Coincidentally, It is also the 90th anniversary of Peanuts’ creator Charles Schulz.  He passed in 2000 but the characters he created continue to be favorites among adults and children. A Charlie Brown Thanksgiving is a popular favorite that I hope will continue to be loved by kids through the decades.

Snoopy, Charlie Brown, and Woodstock are the classic lovable characters. But for me, it is perhaps Linus and Lucy who reached out to many others. Nervous Linus with his blankie helped all children to know it’s ok to have fears and to help cope with those fears. Strong headed Lucy plays out girls and women with a mind of their own.

So, here’s celebrating a great movie and a great creator and set of characters who will last through time!

In celebration, here’s 10 interesting facts about Schulz and his Peanuts family:

* Schulz’s nickname, Sparky, came from a comic strip. According to Animation World Magazine, the cartoonist’s uncle called him “Sparky” after the horse Spark Plug in the comic strip Barney Google.

* Peanuts debuted in seven newspapers on Oct. 2, 1950. According to the New York Times, by the mid-1990s, Schulz’s iconic comic strip was printed in more than a dozen languages, including Arabic, Croatian, Mandarin, Japanese, German, and French, where the strip is called “Snoopy et les Peanuts.” By 2000, Peanuts appeared in 2,600 newspapers in 75 countries and in 21 languages.

* Schulz was very picky about his pens. According to the Charles Schulz Museum, Schulz used a Speedball C-5 pen and for lettering, and for drawing the strip he used an Esterbrook 914 radio pen. He later bought out the company’s entire inventory of nibs when he learned they were going out of business.

* Charlie Brown’s longtime crush on the Little Red-haired Girl was inspired by Schulz’s real life rejection. In 1950, Schulz’s old flame, Donna Johnson Wold, broke up with him and married a fireman two months later. In 1989 she told People that while she always knew the never-seen character was based on her, she told few friends. “It’s a real hard thing to work into a conversation,” she said.

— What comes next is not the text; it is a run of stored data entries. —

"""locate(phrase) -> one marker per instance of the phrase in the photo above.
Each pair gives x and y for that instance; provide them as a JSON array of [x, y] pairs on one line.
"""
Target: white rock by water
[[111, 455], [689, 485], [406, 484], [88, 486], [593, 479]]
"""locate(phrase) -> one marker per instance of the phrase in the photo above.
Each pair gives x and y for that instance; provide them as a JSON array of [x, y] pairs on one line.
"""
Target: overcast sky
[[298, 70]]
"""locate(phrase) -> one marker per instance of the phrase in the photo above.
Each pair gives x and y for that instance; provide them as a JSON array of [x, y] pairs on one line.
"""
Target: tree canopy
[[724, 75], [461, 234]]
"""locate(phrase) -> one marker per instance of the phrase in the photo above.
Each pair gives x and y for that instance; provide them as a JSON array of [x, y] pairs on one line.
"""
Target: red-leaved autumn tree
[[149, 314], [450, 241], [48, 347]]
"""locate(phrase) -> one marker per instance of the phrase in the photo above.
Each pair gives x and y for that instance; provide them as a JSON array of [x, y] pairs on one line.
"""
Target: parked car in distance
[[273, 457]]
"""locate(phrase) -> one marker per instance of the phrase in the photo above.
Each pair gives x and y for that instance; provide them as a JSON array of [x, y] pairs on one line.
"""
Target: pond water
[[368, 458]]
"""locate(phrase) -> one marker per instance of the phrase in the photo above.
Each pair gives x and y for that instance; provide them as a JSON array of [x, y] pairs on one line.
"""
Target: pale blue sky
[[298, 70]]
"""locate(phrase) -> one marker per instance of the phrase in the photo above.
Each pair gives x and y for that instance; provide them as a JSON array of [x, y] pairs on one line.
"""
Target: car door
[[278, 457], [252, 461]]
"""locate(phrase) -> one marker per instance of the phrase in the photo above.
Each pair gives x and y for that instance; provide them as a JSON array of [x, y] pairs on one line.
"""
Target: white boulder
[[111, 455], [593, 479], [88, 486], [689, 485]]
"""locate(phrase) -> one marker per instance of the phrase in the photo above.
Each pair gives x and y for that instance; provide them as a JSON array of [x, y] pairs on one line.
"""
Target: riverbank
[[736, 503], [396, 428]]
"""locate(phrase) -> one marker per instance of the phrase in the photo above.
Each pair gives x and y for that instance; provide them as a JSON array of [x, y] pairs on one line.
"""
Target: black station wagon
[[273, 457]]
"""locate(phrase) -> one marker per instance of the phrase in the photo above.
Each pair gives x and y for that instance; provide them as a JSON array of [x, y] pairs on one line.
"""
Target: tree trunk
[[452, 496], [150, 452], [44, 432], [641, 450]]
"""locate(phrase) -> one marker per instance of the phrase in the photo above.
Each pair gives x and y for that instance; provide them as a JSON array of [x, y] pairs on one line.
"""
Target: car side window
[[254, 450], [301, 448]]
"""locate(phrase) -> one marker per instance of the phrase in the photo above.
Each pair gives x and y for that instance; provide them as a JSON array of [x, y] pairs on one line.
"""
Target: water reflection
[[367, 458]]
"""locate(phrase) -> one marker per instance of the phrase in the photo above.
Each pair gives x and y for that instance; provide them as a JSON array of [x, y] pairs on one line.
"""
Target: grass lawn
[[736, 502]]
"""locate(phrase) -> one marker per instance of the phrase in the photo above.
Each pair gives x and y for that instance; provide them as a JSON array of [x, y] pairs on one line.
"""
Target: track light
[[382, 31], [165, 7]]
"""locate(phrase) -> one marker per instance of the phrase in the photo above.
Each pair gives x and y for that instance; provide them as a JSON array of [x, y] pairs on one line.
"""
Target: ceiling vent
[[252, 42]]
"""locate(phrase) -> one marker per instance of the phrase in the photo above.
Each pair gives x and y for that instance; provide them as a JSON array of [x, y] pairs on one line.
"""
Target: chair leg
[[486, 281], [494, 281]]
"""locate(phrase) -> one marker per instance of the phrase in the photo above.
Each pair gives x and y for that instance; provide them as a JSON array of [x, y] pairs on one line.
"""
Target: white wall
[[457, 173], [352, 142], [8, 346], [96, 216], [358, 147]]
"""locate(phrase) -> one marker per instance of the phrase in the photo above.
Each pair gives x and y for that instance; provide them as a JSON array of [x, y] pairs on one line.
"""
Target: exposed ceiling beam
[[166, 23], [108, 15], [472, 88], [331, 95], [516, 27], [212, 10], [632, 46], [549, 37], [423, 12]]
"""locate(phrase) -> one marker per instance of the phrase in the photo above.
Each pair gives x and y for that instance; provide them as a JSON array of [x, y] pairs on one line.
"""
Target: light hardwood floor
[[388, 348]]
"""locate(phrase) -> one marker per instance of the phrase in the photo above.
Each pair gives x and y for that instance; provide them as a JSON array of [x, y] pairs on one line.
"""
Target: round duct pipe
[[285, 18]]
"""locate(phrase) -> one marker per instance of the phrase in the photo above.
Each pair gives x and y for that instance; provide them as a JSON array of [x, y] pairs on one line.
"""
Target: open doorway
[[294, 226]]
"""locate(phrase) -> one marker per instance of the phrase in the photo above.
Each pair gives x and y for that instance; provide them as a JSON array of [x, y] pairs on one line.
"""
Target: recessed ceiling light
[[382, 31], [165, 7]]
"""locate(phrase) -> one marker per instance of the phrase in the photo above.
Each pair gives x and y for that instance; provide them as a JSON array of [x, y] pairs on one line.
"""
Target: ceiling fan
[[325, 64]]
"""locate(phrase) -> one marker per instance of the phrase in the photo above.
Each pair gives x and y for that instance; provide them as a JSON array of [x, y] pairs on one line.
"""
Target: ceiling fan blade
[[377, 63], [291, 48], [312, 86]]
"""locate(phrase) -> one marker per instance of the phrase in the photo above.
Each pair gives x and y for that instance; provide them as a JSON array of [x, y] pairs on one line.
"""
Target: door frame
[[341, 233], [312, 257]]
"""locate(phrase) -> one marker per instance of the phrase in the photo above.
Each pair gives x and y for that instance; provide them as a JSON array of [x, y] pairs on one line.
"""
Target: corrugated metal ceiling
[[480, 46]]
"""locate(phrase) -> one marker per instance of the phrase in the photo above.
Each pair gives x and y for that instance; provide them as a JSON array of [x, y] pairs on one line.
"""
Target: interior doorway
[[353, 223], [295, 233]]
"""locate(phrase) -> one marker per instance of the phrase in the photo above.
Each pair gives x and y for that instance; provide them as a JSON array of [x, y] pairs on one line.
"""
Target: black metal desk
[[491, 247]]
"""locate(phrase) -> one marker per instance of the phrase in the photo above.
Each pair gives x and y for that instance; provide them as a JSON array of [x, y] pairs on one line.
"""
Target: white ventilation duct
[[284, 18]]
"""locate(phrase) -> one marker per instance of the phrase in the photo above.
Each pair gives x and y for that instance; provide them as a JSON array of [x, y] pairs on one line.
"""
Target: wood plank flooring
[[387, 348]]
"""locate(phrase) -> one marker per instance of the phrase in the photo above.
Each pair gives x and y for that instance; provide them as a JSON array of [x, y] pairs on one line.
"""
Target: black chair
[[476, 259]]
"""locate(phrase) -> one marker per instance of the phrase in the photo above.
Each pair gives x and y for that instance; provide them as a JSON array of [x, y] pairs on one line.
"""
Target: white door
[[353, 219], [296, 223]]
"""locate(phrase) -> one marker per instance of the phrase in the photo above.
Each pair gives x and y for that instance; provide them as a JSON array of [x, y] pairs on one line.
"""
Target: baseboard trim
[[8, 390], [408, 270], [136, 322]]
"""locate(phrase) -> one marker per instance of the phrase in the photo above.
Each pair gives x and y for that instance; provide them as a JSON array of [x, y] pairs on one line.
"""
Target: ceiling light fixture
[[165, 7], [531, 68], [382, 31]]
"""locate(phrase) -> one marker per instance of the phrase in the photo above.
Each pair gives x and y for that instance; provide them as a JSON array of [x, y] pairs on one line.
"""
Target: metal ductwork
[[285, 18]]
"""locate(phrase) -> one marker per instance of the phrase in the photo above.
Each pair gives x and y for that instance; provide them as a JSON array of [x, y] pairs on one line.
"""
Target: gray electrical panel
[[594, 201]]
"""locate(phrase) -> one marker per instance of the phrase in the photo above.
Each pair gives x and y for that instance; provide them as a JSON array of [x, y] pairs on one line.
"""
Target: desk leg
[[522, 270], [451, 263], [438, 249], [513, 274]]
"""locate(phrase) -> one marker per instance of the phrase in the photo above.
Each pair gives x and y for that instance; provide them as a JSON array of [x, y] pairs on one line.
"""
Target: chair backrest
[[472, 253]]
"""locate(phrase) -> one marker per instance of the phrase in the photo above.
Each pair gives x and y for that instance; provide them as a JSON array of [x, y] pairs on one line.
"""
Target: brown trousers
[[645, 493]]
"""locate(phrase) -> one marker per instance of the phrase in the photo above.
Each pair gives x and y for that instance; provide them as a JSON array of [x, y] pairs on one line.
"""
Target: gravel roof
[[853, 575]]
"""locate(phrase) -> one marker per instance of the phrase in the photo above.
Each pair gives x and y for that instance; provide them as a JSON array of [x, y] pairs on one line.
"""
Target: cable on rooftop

* The 1966 animated television special “A Charlie Brown Christmas” famously featured several passages from the New Testament. Executive producer Lee Mendelson told the Washington Post that Schulz was adamant about including the biblical text in the script, saying, “If we don’t do it, who will?” Mendelson called Linus’ reading from the Book of Luke “the most magical two minutes in all of TV animation.”

* Peter Robbins, who voiced the character of Charlie Brown in the early Peanuts TV specials (including the 1966 Christmas classic) eventually lost the role when he hit puberty. According to NPR, today the former child actor manages real estate and has a dog named Snoopy.

* A Peanuts character balloon has been featured in every Macy’s Thanksgiving Day Parade since the debut of the Aviator Snoopy balloon in 1968. Since then there has been a series of gigantic beagle balloons, including Skating Snoopy, Astronaut Snoopy, Millennium Snoopy and Flying Ace Snoopy. In 2012, Charlie Brown took to the skies via the “Charlie Brown and the Elusive Football” balloon.

* According to People, Schulz had a dislike for cats and anything coconut, and he avoided overnight trips and public speaking. In his later years he enjoyed skating in a senior hockey league and playing golf.

* On May 27, 2000, Schulz was posthumously honored by the National Cartoonists Society with a Lifetime Achievement Award. More than 40 fellow comic strip creators including Cathy Guisewite (“Cathy”), Jim Davis (“Garfield”) and Hank Ketchum (“Dennis the Menace”) paid tribute to Schulz by mentioning his Peanuts characters in their comic strip on that day. You can see the tribute strips here.

* Eight U.S. amusement parks boast a Peanuts-themed section called Planet Snoopy. In 2011 Dorney Park and Wild Water Kingdom in Allentown, Pa., debuted the $8 million Peanuts tribute, which features 3 1/2 acres of Peanuts-themed attractions, including live-action characters from the series and sixteen rides like Snoopy’s Flying Ace and Linus Launcher. Other Planet Snoopy sites include Cedar Point and King’s Island in Ohio, and California’s Great America.